Great post Mark! It reminded me of a person I spoke with a few days ago. He is new in his journey with God. He took me by surprise when he told me a story of how he was tempted to do something he knew was wrong and immediately called on God to give him strength to resist! I'm sure this is how most of us would want to live ... with a constant awareness of God with us so that we talk to Him FIRST.
As you probably know, if you read my blog, the topic of grace is huge in my life right now!

Mark said...

Yes, grace, easier spoken about then applied (either to self or others). I find that it is difficult to balance the application of grace with my understanding of human nature. For instance, when a man in leadership at the church falls into some serious sin, should we give grace or judgment?

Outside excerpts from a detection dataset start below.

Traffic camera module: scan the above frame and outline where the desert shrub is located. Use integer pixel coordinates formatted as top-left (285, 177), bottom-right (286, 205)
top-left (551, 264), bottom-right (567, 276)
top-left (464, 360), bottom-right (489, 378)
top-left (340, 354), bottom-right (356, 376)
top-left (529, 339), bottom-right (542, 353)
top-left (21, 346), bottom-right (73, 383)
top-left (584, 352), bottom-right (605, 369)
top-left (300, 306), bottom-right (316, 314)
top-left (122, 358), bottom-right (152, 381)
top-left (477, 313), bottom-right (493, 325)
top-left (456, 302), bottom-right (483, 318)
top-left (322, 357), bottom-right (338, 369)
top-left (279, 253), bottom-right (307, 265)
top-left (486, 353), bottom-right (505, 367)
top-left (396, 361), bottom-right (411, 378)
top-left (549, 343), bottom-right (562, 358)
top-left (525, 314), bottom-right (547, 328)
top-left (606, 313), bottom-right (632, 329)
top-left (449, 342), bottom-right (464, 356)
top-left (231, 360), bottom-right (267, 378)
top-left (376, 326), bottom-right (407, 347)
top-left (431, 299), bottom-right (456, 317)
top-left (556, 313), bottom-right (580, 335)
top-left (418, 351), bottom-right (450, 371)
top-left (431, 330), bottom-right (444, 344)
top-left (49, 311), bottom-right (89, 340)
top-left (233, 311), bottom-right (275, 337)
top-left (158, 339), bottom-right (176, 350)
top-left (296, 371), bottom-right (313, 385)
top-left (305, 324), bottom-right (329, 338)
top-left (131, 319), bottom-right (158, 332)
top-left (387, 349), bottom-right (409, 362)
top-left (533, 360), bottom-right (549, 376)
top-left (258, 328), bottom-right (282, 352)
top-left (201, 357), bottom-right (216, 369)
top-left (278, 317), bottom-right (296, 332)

How can we not punish people, yet protect the church? I remember a friend telling me of a youth pastor who got caught doing something illegal. His senior pastor showed up and said, hurry up and get our of here. The crestfallen youth pastor asked why, his life was pretty much finished. "Because once you get this sorted out, we want you back." The youth pastor was astounded, "Why would you want me back after what I've done?" The same reason we Christ wants us to come back to him - because we love you." The friend told me this as a story about mind-blowing grace, but it seems unwise to promise someone their job back when they've just sinned terribly. That is where the tension is, offering grace but somehow tempering it with wisdom. That's tough work! It would be much easier to not offer grace or to never withhold from someone even in their sin. Balancing these two - that is where true wisdom and love comes in. It seems to me that we are under the illusion that a "good" pastor or Christian leader will never seriously sin - but it's not true. How then should we react when they do?